Heute habe ich testweise einen Kampf in "Contact - Das taktische UFO-Rollenspiel" durchgewürfelt.
Dieser Testkampf inspirierte mich auch zu diesem Thread.

Für das Gefecht verwendete ich den Schnellstarter, den vorgefertigten Agenten und einen Kultisten als Gegner.

Für den Sequenzwert (der dort sowohl die Initiative als auch die "Aktionspunkte bestimmt") hatte der Agent so gut gewürfelt, dass er 3 Schüsse abfeuern konnte, bevor der Kultist zum Zug kam. Alle 3 Schüsse landeten entweder im rechten (2x) oder im linken Bein (1x), Dazu war der Kultist auch noch zu Boden gestürzt und hätte durch Erschöpfung und seine Verwundungen einen Probenmalus von -27 gehabt - doch die 3 Treffer hatten ihn all seiner LP beraubt (und beide Beine verkrüppelt).
Und selbst wenn der Kultist diesen Schuss überlebt hätte, hätte der Agent mit einem Sequenzwert von immernoch 26 (der Kultist hatte 25) einen vierten Schuss abfeuern können.

Das Initiativsystem mit den AP hat meiner Meinung nach eine Interessante Komponente, die sich auch von Systemen wie Splittermond (bei dem trotz mancher schneller Waffen wie Dolche ein solches Szenario vermutlich nicht möglich ist) wohltuend unterscheidet. (Noch dazu hatte es für ein überraschend interessantes und "Lebendiges" Kopfkino gesorgt. Und es ging im Vergleich zu Systemen wie Rolemaster auch noch schnell, ohne sich nach "Leichtgewicht" anzufühlen.)

Fast glaubte ich sogar, DAS System für mich gefunden zu haben...

...doch ein kleines aber dennoch in Betracht zu ziehendes "Aber" bleibt:
Der einzige "Nachteil" bei Contact ist, dass es Sci-Fi und nicht Fantasy ist. Keine Orks, Untoten oder Drachen. Keine Bögen / Armbrüste. Keine Streitkolben. Keine Zauberei.

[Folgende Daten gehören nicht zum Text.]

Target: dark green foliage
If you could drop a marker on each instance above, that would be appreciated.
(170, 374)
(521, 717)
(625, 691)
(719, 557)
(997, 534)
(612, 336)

Als Alternative kam mir Splittermond (genau wie Contact eine Eigenentwicklung des Uhrwerk Verlags) in den Sinn: Ein Fantasy-Setting, und beim Kampfsystem wird auf feste Kampfrunden (wie man sie bei DSA oder Pathfinder findet) sogar komplett verzichtet. [Bei Contact beginnt immer dann eine neue Runde, wenn alle Beteiligten mit ihren verbliebenen Sequenzpunkten keine Handlungen mehr durchführen können.]

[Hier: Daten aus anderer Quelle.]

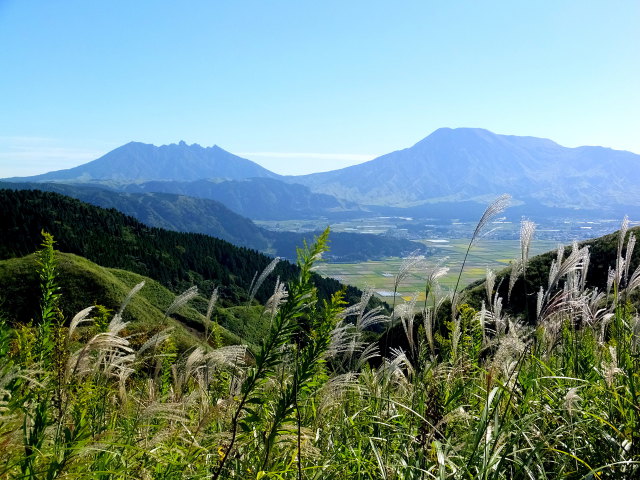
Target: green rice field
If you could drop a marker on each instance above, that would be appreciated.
(380, 275)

Im Gegensatz zu Contact gibt es bei Splittermond keine Kampfrunden, sondern es wird kontinuierlich auf der Tickleiste hochgezählt.
Auch ist ein Szenario wie das oben beschriebene in Splittermond nicht oder nur schwer möglich. Denn dort muss ein Schütze seine Waffe erstmal bereit machen, statt sofort zu schießen - was Ticks kostet und den Gegnern Zeit gibt, sich außer Reichweite / In Deckung zu bewegen oder den Schützen durch Angriffe auf ihn zu unterbrechen (bereits ein Grad 0-Zauber wie "Stoß" reicht dafür aus).
Dadurch, dass bei Splittermond der Schaden eher von den Würfeln abhängt (die Meisten Waffen verursachen 1-2 W6 + 1 bis 4 Schaden, manche 1W10 + 1 bis 3) (In Contact verursachte die Pistole des Agenten z.B. 9+1W10 Schaden).
Ein Durchschnittlicher Mensch (KO 2, GK 5) verfügt insgesamt über 35 Lebenspunkte (28 bevor er "todgeweiht" ist. [Spielt man mit der Variante "Wer Blutet, stirbt", sinken die LP auf 28 (insgesamt) / 21 (ohne Todgeweiht)])

Bei Splittermond sind "Solo-Shows" der Marke "Ich schieße / schlage 3 Mal, bevor der Gegner überhaupt zucken kann" seltener [vielleicht liegt es auch daran, dass es sich bei Contact um ein 1 on 1 gehandelt hat und der Gegner ungerüstet war...].
Im Nahkampf kann man auch in Splittermond vielleicht 1 oder 2 mal vor einem Gegenangriff des Gegners zuschlagen - wenn die Waffengeschwindigkeit unterschiedlich genug ist.
Auch treten Wundabzüge in Splittermond (je nachdem ob Stärken wie "Robust" und Meisterschaften wie "Schmerzwiderstand" verfügbar sind) manchmal erst nach dem Verlust von mindestens 17 LP auf (nachdem 2 Leisten ohne Abzüge mit jeweils 8 LP geleert wurden). Bei "Eshis" (Charakteren mit niedrigen LP - der gleichnamige gnomische Archetyp hat z.B. nur 4 LP Pro Stufe, also insgesamt 20 ) sehen solche Treffer natürlich nochmal anders aus.

Splittermond vermittelt nach meinem Eindruck in Kämpfen eher einen steten Wechsel von "Abwarten und Handeln" (wobei ich zum Abwarten auch kontinuierliche Aktionen wie Laufen oder Energie fokussieren zähle). Manche flinken Kämpfer sind durchaus früher (und sogar 2 mal hintereinander - was jedoch meistens nur vorkommt, wenn die Geschwindigkeit der Waffe klein genug ist.)
Dafür sind die viefältigen Fertigkeiten, Meisterschaften, Zaubersprüche, Magieschulen, Völker und die ausgearbeitete Welt wunderbare Pluspunkte - und es ist Fantasy statt Sci-Fi.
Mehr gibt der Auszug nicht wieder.